Tallulah didn’t care. The increased gales cooled her hot skin and made her restless, hungry for action. Wisps would be out this evening—the storm energy called to their chaotic, wild nature. For the past week, they’d been more active. So had the Ishkitini, as they’d hooted and fluttered in the treetops, ever watchful, looking for an opportunity to swoop in and slash with their sharp talons.
It wasn’t her imagination. Her brother, Tombi, and the rest of the hunters felt it, too. They’d be joining her during the next full moon’s hunting. For now, they were busy with new lives, new loves. Tallulah tamped down the jealous twinges. She’d had a shot at domesticity last year when Chulah, a lifelong friend and hunter, had proposed marriage. She’d even had second thoughts about turning him down, but then he’d fallen for a fairy, and that was the end of that.
It was all for the best. No one could ever compare to Bo, and second best wasn’t fair to anyone.
Whoosh.
Tallulah ducked and loaded her slingshot in one swift movement—but not before a talon swiped the side of her neck. Ignoring the pain, she released the stone. It thudded against flesh, and a lump of brown-and-gray feathers hit the ground.
Excellent. But the damn owl had got in a lick. Tallulah carefully touched the scrape and then examined her fingers, sticky with blood. Not too bad. Might not even need stitches. She dug in her backpack and unwrapped an antiseptic wipe. The alcohol stung a bit as she placed it on the gash, but nothing like a future infection would hurt. Quickly, she bandaged the wound and continued into the woods.
Where the Ishkitini appeared, the will-o’-the-wisps were sure to follow. The night would not be wasted if she killed a wisp. Every defeat ensured a safer, more successful full-moon hunt. She attuned her senses to the night, amplifying sight, sound and smell, then inhaled the scents of wet leaves and damp soil, and even the coppery smell of her own blood, which left a metallic taste in her throat.

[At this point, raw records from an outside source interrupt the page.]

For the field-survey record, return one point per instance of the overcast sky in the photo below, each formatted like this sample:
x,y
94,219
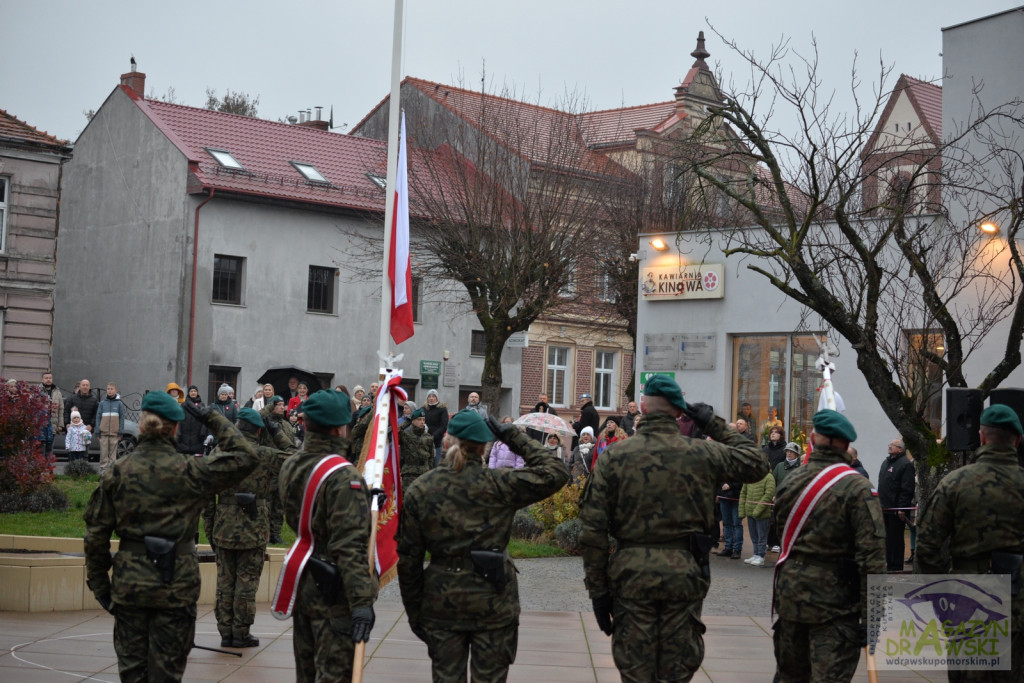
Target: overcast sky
x,y
64,56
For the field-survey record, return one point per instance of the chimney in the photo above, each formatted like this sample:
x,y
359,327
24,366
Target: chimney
x,y
134,80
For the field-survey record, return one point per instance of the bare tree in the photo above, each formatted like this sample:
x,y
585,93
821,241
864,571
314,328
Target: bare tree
x,y
902,273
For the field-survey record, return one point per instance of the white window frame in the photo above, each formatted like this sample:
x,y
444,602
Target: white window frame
x,y
4,210
556,375
601,375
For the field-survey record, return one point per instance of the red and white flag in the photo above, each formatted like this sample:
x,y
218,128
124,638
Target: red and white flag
x,y
398,267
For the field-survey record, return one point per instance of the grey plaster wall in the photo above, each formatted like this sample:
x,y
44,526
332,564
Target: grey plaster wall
x,y
121,267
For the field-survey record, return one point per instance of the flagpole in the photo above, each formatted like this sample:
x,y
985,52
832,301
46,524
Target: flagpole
x,y
394,114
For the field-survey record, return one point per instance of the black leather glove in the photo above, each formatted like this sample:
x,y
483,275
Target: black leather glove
x,y
602,610
105,602
201,413
701,414
363,624
271,426
502,432
381,497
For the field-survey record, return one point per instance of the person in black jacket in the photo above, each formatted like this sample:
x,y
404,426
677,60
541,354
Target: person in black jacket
x,y
896,487
192,432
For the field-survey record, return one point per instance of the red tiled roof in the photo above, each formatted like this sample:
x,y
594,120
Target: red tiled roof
x,y
266,148
12,128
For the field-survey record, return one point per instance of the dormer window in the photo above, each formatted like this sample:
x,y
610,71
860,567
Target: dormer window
x,y
225,159
309,172
379,180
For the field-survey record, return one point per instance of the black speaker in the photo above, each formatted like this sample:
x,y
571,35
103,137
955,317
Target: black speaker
x,y
963,418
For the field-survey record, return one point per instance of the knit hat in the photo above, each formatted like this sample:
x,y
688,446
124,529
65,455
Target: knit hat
x,y
470,426
330,409
251,416
1001,417
832,423
163,404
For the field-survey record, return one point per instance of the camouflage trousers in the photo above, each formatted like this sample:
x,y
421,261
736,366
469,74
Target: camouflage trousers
x,y
656,640
238,580
493,652
816,651
153,644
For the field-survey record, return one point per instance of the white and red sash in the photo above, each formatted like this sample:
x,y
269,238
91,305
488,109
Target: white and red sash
x,y
302,549
802,509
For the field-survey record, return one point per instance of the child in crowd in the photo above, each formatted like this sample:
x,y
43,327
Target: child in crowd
x,y
77,438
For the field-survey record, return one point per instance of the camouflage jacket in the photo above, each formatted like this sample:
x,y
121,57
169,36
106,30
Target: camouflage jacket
x,y
227,524
417,447
449,513
977,508
817,583
157,491
340,525
649,493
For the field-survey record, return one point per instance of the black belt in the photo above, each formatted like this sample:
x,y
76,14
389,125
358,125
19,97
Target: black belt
x,y
132,546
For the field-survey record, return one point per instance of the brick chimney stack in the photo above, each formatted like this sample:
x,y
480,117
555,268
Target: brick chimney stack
x,y
135,80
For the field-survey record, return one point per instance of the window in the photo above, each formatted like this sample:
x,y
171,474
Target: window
x,y
922,376
776,372
320,296
227,279
309,172
225,159
221,375
416,299
4,184
558,366
604,380
477,343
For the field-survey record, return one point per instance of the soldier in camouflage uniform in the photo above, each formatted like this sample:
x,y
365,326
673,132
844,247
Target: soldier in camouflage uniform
x,y
978,509
240,528
461,603
326,631
276,411
157,492
821,588
653,493
417,447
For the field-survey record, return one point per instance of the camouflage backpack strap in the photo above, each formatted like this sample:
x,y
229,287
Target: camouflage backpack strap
x,y
302,549
802,509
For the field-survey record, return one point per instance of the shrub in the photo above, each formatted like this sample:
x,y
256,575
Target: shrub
x,y
25,414
79,468
524,526
559,507
567,536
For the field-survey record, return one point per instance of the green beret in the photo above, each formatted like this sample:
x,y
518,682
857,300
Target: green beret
x,y
832,423
665,386
330,409
1001,417
470,426
163,404
251,416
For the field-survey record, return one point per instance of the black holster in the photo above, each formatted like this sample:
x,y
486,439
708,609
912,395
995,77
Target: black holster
x,y
1009,563
248,504
491,565
700,546
160,551
327,578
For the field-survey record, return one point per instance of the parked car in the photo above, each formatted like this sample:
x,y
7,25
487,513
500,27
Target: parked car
x,y
126,443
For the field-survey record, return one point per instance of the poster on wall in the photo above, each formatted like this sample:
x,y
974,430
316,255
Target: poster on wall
x,y
698,281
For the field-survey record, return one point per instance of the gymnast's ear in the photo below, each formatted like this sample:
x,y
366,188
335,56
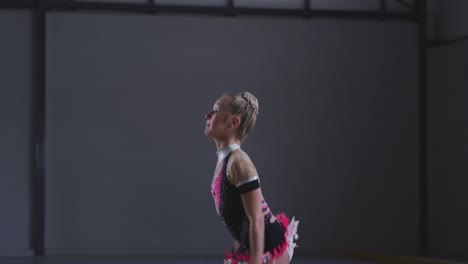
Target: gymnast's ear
x,y
235,122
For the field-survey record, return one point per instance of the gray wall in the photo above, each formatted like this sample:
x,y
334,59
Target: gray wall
x,y
448,149
15,132
128,166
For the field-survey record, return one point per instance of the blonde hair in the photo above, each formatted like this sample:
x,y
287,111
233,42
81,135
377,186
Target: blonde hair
x,y
244,105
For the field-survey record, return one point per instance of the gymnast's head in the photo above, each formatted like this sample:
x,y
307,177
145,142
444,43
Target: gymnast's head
x,y
233,117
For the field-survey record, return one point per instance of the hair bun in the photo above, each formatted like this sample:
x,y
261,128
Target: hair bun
x,y
252,100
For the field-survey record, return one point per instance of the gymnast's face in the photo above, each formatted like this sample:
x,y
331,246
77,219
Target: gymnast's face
x,y
217,120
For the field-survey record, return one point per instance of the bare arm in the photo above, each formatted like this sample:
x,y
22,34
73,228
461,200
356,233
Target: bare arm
x,y
252,202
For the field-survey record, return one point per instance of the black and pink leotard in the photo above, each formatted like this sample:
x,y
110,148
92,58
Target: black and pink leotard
x,y
227,187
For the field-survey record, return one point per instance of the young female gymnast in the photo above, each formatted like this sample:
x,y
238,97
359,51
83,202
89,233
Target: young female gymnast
x,y
259,236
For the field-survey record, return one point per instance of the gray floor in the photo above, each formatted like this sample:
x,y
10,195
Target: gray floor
x,y
128,260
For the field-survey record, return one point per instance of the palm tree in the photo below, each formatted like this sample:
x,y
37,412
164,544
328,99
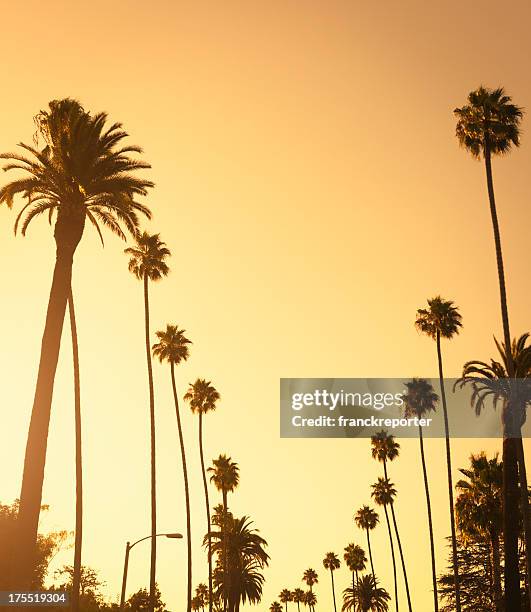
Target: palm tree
x,y
442,320
147,263
285,597
384,449
331,562
225,475
81,173
492,381
203,398
419,400
479,511
381,493
310,577
172,347
298,597
490,125
367,596
366,518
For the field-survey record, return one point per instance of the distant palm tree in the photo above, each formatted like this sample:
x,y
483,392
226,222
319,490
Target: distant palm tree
x,y
81,173
442,320
479,512
172,347
298,597
366,518
310,577
225,475
492,381
203,398
147,263
419,400
384,449
332,562
381,494
366,597
490,125
285,597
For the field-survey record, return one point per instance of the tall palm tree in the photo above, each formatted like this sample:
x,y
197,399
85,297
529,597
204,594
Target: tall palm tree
x,y
442,320
491,380
298,597
382,496
203,398
310,577
76,576
367,519
225,474
384,449
172,347
285,597
332,562
420,399
81,173
147,263
490,125
367,596
479,511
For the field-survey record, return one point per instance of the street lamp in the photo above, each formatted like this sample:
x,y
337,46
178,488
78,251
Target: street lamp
x,y
128,547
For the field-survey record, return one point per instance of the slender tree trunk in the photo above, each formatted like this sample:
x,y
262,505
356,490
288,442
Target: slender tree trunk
x,y
67,235
392,555
186,489
153,562
76,578
205,484
449,473
430,523
370,555
333,591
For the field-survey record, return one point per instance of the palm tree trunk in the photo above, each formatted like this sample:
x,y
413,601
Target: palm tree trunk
x,y
35,457
449,475
76,578
392,555
370,555
205,484
186,489
153,560
430,523
333,591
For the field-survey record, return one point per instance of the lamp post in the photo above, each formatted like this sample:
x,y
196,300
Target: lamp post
x,y
128,547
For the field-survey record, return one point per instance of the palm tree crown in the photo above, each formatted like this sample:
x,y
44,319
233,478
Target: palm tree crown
x,y
147,257
82,172
172,345
441,317
488,120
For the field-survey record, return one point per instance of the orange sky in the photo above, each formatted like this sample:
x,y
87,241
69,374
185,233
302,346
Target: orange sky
x,y
313,194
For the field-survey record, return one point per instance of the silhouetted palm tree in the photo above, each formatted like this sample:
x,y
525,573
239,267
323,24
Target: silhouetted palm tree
x,y
490,125
285,597
479,511
172,347
491,381
225,475
442,320
367,596
366,518
81,173
419,400
385,448
382,496
147,263
332,562
203,398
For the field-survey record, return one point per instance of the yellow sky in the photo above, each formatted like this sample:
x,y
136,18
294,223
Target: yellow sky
x,y
313,194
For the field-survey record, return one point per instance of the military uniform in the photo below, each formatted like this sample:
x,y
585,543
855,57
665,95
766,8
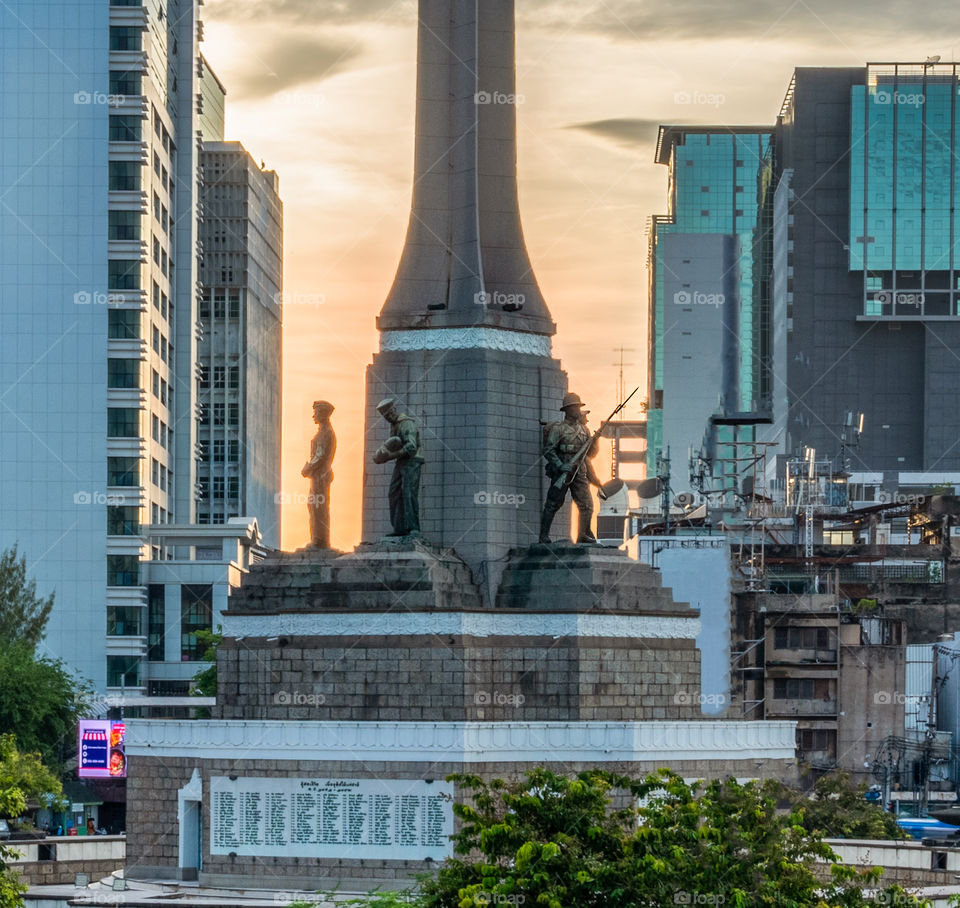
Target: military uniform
x,y
405,449
318,470
562,443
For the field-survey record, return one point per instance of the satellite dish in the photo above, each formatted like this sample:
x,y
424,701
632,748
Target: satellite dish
x,y
613,487
649,488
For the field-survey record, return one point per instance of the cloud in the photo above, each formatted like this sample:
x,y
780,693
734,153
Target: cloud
x,y
293,61
315,12
630,132
765,19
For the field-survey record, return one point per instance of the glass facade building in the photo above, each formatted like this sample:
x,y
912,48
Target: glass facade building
x,y
99,294
904,194
713,190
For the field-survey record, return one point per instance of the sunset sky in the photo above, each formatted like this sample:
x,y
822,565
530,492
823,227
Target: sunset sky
x,y
323,92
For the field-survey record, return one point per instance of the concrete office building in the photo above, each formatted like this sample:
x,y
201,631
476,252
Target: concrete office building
x,y
240,349
99,269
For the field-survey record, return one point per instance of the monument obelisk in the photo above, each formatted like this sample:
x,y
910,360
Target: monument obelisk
x,y
465,334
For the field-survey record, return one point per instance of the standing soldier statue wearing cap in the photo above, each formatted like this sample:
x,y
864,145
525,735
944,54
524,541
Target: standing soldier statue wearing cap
x,y
404,449
320,473
568,447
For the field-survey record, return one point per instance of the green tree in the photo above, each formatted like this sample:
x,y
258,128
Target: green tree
x,y
23,615
22,777
40,703
839,809
559,842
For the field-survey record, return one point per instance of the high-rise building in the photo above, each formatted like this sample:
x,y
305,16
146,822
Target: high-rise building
x,y
872,234
702,316
239,351
99,270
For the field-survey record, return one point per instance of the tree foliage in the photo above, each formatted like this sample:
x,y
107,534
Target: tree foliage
x,y
40,703
579,842
23,777
839,809
23,615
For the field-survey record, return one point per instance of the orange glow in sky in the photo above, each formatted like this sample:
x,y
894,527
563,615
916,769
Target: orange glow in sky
x,y
323,92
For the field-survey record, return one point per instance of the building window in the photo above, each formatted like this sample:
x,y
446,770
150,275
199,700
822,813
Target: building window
x,y
123,422
155,622
124,176
124,82
123,471
196,614
801,689
123,520
123,373
123,671
123,275
123,324
126,37
123,621
125,128
123,570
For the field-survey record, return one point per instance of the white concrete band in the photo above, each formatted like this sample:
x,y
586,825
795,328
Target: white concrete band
x,y
472,624
462,742
466,339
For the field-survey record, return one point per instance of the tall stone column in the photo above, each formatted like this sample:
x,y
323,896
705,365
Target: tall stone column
x,y
465,334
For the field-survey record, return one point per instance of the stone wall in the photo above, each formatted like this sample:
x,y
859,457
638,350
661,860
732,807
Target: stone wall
x,y
489,679
152,838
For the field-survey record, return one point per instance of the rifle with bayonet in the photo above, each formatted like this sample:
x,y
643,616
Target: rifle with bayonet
x,y
562,482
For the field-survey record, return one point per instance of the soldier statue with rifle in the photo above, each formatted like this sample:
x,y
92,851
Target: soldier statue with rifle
x,y
568,449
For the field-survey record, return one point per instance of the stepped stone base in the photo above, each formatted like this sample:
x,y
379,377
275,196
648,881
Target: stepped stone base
x,y
567,577
405,572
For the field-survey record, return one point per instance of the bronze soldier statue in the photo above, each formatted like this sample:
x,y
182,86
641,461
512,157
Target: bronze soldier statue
x,y
563,441
404,448
318,470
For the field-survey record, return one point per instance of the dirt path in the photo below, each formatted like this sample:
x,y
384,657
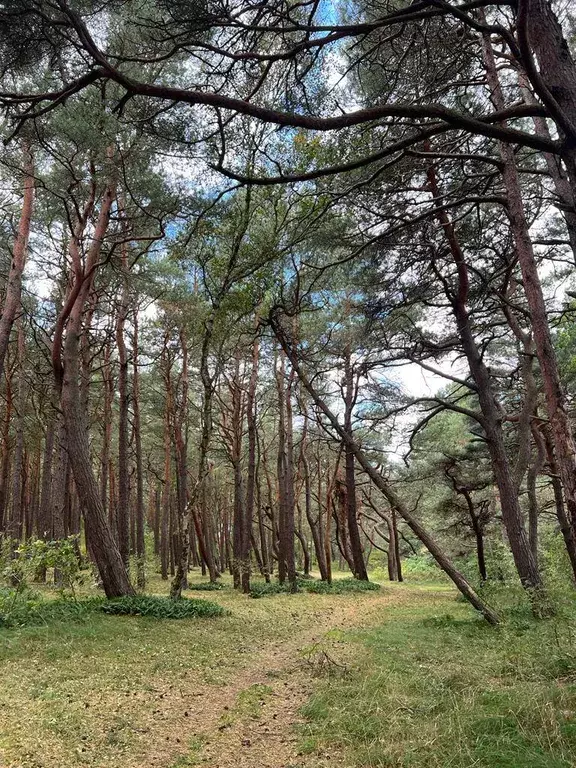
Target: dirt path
x,y
251,722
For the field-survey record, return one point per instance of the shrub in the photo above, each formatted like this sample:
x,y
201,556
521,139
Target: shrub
x,y
27,608
206,586
338,587
161,607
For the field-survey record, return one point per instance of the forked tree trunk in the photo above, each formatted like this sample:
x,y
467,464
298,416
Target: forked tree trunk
x,y
491,412
19,251
139,511
66,364
556,403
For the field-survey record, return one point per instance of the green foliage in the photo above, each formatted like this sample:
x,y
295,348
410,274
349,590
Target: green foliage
x,y
206,586
422,568
20,563
432,688
161,607
25,608
263,589
337,587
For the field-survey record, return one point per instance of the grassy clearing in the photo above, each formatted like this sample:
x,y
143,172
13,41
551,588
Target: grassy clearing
x,y
433,687
430,686
129,690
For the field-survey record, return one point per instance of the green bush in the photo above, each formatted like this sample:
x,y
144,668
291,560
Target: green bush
x,y
161,607
206,586
27,608
263,589
338,587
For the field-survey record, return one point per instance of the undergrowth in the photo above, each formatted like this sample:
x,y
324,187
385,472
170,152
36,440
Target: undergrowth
x,y
32,609
161,607
337,587
433,688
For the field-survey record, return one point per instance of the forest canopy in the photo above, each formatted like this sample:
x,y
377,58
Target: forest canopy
x,y
288,286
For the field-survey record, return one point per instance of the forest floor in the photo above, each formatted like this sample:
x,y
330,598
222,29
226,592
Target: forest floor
x,y
407,676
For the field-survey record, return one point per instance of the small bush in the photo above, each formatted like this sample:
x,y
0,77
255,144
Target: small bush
x,y
206,586
263,589
338,587
161,607
28,608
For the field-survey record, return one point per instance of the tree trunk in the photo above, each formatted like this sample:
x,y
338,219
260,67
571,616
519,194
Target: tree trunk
x,y
380,482
14,284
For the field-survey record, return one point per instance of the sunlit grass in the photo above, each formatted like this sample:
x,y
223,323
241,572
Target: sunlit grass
x,y
438,688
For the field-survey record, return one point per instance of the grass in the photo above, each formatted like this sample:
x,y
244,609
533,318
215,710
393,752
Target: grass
x,y
128,690
430,685
434,688
313,586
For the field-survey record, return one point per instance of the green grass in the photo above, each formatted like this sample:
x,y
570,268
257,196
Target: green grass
x,y
337,587
128,690
161,607
433,688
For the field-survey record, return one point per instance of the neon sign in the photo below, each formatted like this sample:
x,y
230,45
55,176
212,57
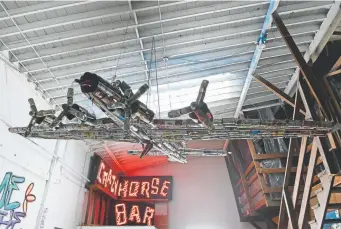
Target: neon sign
x,y
146,188
130,213
131,187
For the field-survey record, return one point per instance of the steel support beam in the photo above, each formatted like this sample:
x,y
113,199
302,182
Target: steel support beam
x,y
317,92
284,97
267,25
102,29
139,39
321,38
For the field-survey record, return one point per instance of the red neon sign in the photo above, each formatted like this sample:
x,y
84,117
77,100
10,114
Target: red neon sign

Branches scraped bark. Little critters—squirrels, rabbits, mice—scrambled about the carpet of pine needles and the prickly underbrush of saw palmettos and stunted shrubs. Tallulah’s vision adjusted to the gathering darkness, and she unerringly kept to the path leading to the center of the forest.
A teal glow burst through a gap in the oaks—a wisp. Her breath quickened. She needed to get a little closer. Soundlessly, she padded from tree to tree, pausing to hide her body while she edged nearer.
The glow dazzled her eyes. The wisp floated a mere ten feet away. She’d been spotted.
Tallulah loaded the slingshot.
It’s useless, the negative whisper echoed in her mind. She had come way too close to the wisp. Close enough that it could invade her thoughts, inducing despair and misery and hopelessness. The wisps thrived on human suffering. It made them stronger, more deadly.
Death is imminent. Don’t fight it.
No way. Tallulah’s arm drew back the slingshot band, ready to strike.
Join Bo.
Her lungs squeezed, and her throat painfully tightened, as if a boa constrictor were wrapped around her chest. Her breath grew harsh, and her biceps quivered and strained on the band.
You know you want to see him again. It would be so easy. Give in.
Bo. It dared mention his name. She stared at the center of the wisp, where the blue-green heart pulsed. Where the imprisoned spirit lived its miserable existence. Because that’s what wisps did. They killed humans and trapped their souls inside their parasitic bodies. That’s what they had done to Bo—until she had killed the wisp host and set Bo free.
Bo was dead, but at least he’d passed over into the After Life.